The squadron is the heart beat of the Air Force, leaders say, and connected families are the heartbeat of the squadron.

The hundreds of Airmen in the 34th Fighter Squadron and Fighter Generation Squadron have a deployed mission to carry out in Germany, and while they are gone, those with families, spouses, partners, will be grateful for the mission being fulfilled back home.

“Whenever we deploy, especially if it is short notice, we talk a lot about the capabilities and strength of our military members,” said Col. Craig Andrle, 388th Fighter Wing commander. “It’s just as important to recognize the sacrifices and the strength of our family members back at home. We could not do this without them.”

The military life is filled with certain uncertainty – service members know they will move homes a dozen times, they will be sent on training and temporary duty assignments, and they will be deployed, likely in harm’s way.

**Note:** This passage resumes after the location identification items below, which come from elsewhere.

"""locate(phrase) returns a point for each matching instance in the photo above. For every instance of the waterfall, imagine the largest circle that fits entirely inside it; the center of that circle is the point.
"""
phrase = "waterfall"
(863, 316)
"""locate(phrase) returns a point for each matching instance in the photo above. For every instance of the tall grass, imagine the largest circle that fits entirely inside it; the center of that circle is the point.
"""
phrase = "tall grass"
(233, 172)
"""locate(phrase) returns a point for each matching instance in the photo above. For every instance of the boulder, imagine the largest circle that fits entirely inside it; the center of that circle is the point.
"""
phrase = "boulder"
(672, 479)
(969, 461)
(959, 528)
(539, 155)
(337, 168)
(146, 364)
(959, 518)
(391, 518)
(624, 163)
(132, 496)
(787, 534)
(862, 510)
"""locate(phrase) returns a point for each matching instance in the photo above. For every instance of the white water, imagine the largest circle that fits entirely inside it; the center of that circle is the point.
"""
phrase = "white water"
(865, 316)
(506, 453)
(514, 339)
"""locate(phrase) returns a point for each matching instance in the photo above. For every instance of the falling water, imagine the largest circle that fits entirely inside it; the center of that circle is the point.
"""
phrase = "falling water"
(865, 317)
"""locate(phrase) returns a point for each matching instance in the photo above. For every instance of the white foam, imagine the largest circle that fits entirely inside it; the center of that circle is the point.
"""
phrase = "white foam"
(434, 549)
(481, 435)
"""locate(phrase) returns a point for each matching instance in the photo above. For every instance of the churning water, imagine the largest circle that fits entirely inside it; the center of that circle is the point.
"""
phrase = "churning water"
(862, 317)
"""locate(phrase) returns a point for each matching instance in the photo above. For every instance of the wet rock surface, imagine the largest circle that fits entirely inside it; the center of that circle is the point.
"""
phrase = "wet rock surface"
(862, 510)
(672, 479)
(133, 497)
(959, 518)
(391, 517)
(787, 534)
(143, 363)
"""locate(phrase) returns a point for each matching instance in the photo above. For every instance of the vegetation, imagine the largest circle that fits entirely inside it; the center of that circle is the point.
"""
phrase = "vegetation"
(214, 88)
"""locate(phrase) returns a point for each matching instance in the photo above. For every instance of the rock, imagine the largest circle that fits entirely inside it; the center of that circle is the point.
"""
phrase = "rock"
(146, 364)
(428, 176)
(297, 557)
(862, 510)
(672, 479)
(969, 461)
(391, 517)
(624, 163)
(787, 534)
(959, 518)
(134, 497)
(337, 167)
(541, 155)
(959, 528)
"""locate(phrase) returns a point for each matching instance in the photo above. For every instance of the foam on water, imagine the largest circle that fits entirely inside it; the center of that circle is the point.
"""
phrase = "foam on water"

All these things will happen, but they never really know when and where, until the time comes. 

“You’re never fully prepared. Especially with a deployment, there are a wide range of emotions, from stress, to excitement for them and the job they’re doing,” said Anne, 34th Fighter Squadron key spouse. “It would be a lot easier if it were just me, but there are also kids and there’s a sense of responsibility for all the other spouses and the families in the squadron.”

The 34th Fighter Squadron, like the other squadrons in the 388th Fighter Wing, has worked hard to create a sense of family, said Andrle. Spouses and partners know they have a support network they can depend on, which will not only help during this deployment, but also with the daily demands of military life.

That family environment doesn’t happen on its own. Anne, along with others, says it’s important for people to break out of their comfort zones and get involved with unit activities, which range from spouse coffee nights, to dinners out and big family-oriented morale days where “inclusion is everything.”

“You’d be surprised how close you grow as a group with people who you probably would never meet apart from the military,” said Susan, another 34th Fighter Squadron key spouse. “We don’t all fit the same mold, but that’s OK. We’re all here for each other.”

And that’s a necessity, because there is another certainty in military life: things can fall apart while you’re deployed, transmissions, hot-water heaters, sick pets – thank Murphy and his law.

To help with those, the Airmen and Family Readiness Center is full of resources and services, as well as the Hill Air Force Base Chapel. The squadron key spouses are always willing to help sift through those and get families the information and help they need, Anne said.   

“It really is a big group effort between friends,” Anne said. “I hope we can provide help and a sense of comfort for those who need it. Sometimes I feel a greater sense of family in the squadron than anywhere else.”